5. Assignments

Assignments for the first part of the course. The group project instructions to be added elsewhere.

Warning

All assignments are returned through Moodle (course key: ccmas2016). Do not send them by email!

Preliminaries:

  1. Set the development environment (see Setup Development Environment)

    • Install Python 3.5
    • Create a virtual environment
    • Install requirements.txt
  2. Get used to Python (see Learn Python). Things to consider include:

    • Basic syntax: loops, lists, dictionaries, def, class, import, etc.
    • What does __init__-function do for the classes? (see, e.g. Data Model)
    • How to run Python programs from the command line?

5.1. Essays

Each week there is an article to be read, and the students write a short essay (max 250 words) summarizing its main points. The deadlines to the essays are on Tuesdays at 23.55. Include your UH user name and student number to the pdf!

Note

Exception: First week’s essay deadline is on Thursday 3.11. at 23.55!

Essay articles:

  1. Dan Ventura - Mere generation: Essential barometer or dated concept? (due Thu 3.11. 23.55)

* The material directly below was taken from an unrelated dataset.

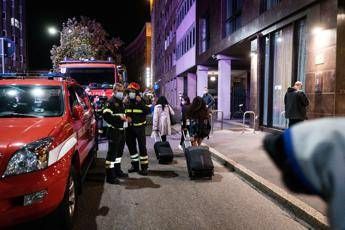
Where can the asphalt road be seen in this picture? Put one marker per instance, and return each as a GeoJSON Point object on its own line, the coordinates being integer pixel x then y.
{"type": "Point", "coordinates": [168, 199]}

  2. Rob Saunders and Oliver Bown - Computational Social Creativity (due Tue 8.11. 23.55)

  3. Geraint Wiggins - A preliminary framework for description, analysis and comparison of creative systems (due Tue 15.11. 23.55)

  4. Anna Jordanous - A Standardised Procedure for Evaluating Creative Systems: Computational Creativity Evaluation Based on What it is to be Creative) (due Tue 22.11. 23.55) Read: The first ~16 pages (until the section: Application of the SPECS Methodology to an Evaluative Case Study), you can also skip the Survey-part (starting from: Survey of Current Evaluative Practice for Computational Creativity) from the background section if you so wish. The article is somewhat longer than in the previous weeks, but it is easy to read. When reading the article, try to answer the following questions in particular:

    • How the FACE/IDEA models designed for the description and evaluation of a creative system differ from the evaluation procedure presented in the paper?
    • What are the pros and cons for the procedure presented in the paper?
  5. Hojt et al. - An Overview of Cooperative and Competitive Multiagent Learning (due Sun 4.12. 23.55) Read: The first ~16 pages (until section 4: Competitive MASs).

5.2. Exercises

(Thu 10.11. 11.57) The weekly exercises were changed to be on their own pages. See below.

Weekly programming and theoretical exercise deadlines are on Sundays at 23.55 every week. The exercises marked with RETURN at the start, will be the ones that accumulate your course points in Part 1 (and therefore should be included in the compressed file).

Weekly Exercises:

Remember to return the exercises through Moodle. The exercises should be in one compressed file which extracts to a folder with your UH user name. That is, if your user name in UH is cthulhu and you return a file cthulhu_w1.tar.gz, then it should extract to, for example, the following structure:

cthulhu/
        ex1.py
        ex2.py
        README # General info if needed
        some_file.txt

Note

Document your code! Sphinx is a good option for documentation in Python projects. A short introduction to Sphinx.

This documentation has been created using Sphinx, so you may look at the repository’s docs/source-folder for some tips also. However, you do not have to build the documentation when returning the exercises. Making a short docstring for main functions and classes (and modules) is enough.